Meetings were held in a large tepee, the council lodge, where 70 chiefs and elders sat in a circle of white, brain-tanned buffalo hides.  They smoked red stone calumets ("peace pipes") and delivered many speeches – most of which could not be understood by the Americans because their best interpreter, Dorion, was still downriver with the Yankton tribe.  Drumbeat dancing and singing went on for hours each evening, as the Indians entertained the explorers.

Although Lewis and Clark learned much about Teton Sioux ceremonies during these late September days, neither side liked or trusted the other.  Violence was possible at any time, mainly because both sides wanted to control the trade of the Missouri River.  The Americans needed Teton cooperation to change the region, but the Teton wanted the Americans to go away and leave things as they were.  The Sioux were so numerous, so powerful, and so well supplied with merchandise that they did not need trade with St. Louis or wish to be ruled by the U. S. president.

The Teton already obtained guns, metal kettles, cloth, and glass beads from other Sioux tribes in contact with British merchants in Canada.  The nomadic Teton hunters obtained all of the corn and other crops they needed from nearby farming Indians, such as the Arikara, Hidatsa, and Mandan. The Teton remained independent and free, able to purchase most European-made products or Indian-grown produce because their beautiful beaver pelts, heavy buffalo robes, and fast horses were in great demand by white merchants and other tribes, alike.  The ancient trading patterns along the Missouri River, which the Teton dominated, had given them a good life.  The cocky Americans from a new nation, which now claimed to own the key river of trade for the Teton, could only ruin their old and familiar good life.

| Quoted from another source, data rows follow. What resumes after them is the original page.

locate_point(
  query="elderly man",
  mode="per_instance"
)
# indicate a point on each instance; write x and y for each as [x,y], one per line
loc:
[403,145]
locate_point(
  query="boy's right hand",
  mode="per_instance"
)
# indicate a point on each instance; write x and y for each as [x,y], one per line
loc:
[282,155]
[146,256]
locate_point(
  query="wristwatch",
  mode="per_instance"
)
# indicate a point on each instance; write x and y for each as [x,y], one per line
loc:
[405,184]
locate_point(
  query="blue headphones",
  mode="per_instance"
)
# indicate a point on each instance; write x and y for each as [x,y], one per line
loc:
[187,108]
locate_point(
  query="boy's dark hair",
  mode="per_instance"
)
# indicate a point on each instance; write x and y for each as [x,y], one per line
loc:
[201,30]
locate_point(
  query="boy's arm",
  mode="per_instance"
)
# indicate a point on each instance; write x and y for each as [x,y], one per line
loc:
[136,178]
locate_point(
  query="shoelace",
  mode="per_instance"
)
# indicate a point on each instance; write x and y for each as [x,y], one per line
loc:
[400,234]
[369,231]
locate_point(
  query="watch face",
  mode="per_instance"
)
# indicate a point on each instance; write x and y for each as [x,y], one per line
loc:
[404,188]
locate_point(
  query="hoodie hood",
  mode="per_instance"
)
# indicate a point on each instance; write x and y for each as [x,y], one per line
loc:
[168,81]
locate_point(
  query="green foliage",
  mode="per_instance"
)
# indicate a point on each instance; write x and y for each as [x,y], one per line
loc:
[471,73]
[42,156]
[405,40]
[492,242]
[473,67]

Mutual fear and anger resulted from the first contact between American soldiers and Brule Teton warriors.  Angry threats of violence would be renewed when the Lewis and Clark Expedition passed through Teton territory on its way back to St. Louis in 1806.  Decades of brutal battles between Americans and the Teton would follow, including the defeat of Custer in 1876 and the massacre at Wounded Knee in 1890.  Lewis and Clark originally named the stream near the parley site the Teton River, but very soon the name was changed to the Bad River – the name it has today.  That serves as a permanent reminder of the "bad humor" between Americans and the Sioux, then and now, over the issues of change, control, and cultural differences.